On the second matter, as far as the brand of implant fixture, the problem you want to be concerned about isn’t so much finding a replacement part or making an adjustment later–you should be most concerned about the quality control of the manufacture. I’m not sure about the quality of Southern Venturi implants. I interview many top dentists about their dental implants treatment and I’ve never interviewed a dentist who has used that brand, so I’m leery. These fixtures need to be made to very exacting standards, which is required to avoid dental implant failure. This is a big issue with implant dentists. A dentist can save a lot of money by going to cheaper manufacturers, of which there are many, but they sacrifice that precise fit that is required for long-term success.

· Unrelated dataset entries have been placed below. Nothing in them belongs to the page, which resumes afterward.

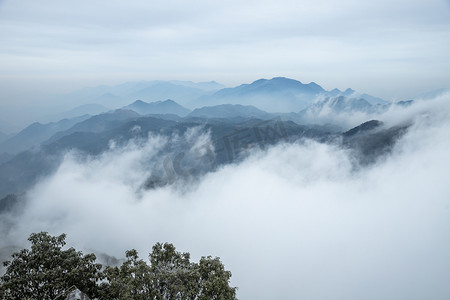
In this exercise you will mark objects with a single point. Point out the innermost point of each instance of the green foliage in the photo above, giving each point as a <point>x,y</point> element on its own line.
<point>46,271</point>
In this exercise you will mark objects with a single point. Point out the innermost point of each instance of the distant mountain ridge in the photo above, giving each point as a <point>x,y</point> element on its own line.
<point>278,94</point>
<point>228,111</point>
<point>158,107</point>
<point>36,133</point>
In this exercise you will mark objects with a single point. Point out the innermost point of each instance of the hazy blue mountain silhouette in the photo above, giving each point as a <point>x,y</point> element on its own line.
<point>37,133</point>
<point>158,107</point>
<point>229,111</point>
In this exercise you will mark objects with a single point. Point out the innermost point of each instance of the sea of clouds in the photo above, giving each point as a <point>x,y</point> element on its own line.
<point>296,221</point>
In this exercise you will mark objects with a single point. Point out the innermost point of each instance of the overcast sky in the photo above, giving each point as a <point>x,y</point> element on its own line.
<point>390,48</point>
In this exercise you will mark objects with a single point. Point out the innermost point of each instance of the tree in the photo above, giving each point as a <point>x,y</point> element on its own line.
<point>46,271</point>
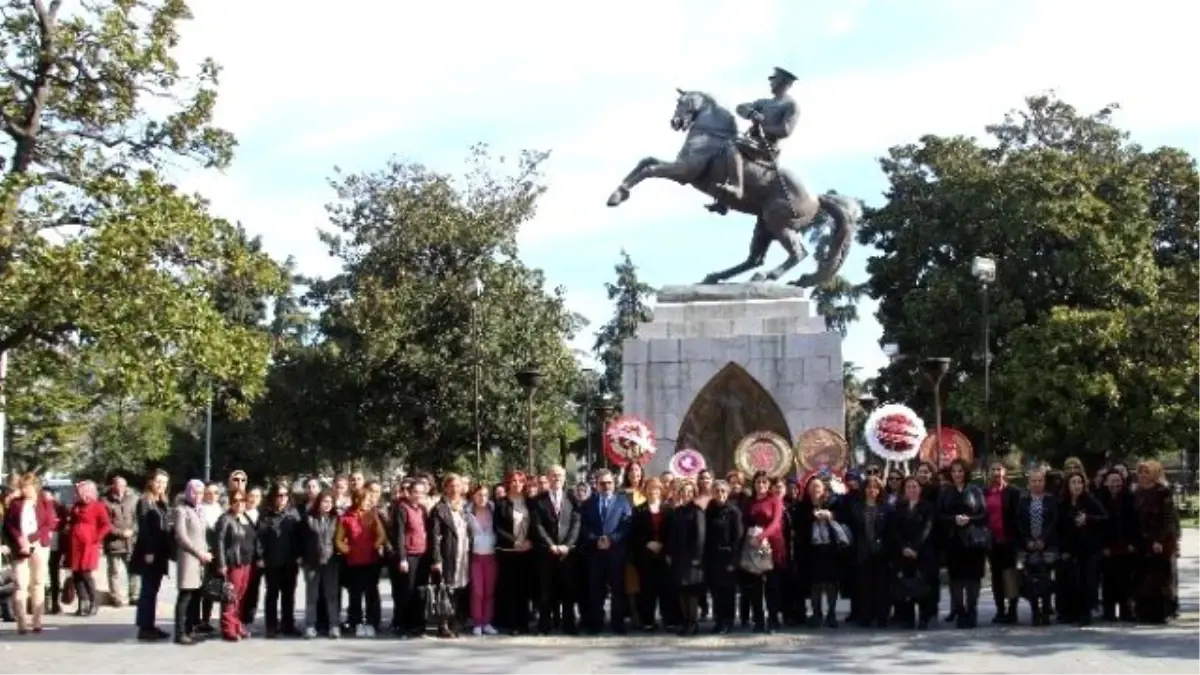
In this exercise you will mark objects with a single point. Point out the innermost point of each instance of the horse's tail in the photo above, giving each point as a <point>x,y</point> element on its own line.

Excellent implant dentists are very fussy about the brand of implant fixtures they use. The top two manufacturers are Straumann and Nobel Biocare. Also excellent would be 3i, BioHorizons, Zimmer, and Astrotech. Some dentists add Bicon to this list, but that company is controversial with some top implant dentists who question their long-term success rate. I would not go to an implant dentist who uses a cheaper implant fixture.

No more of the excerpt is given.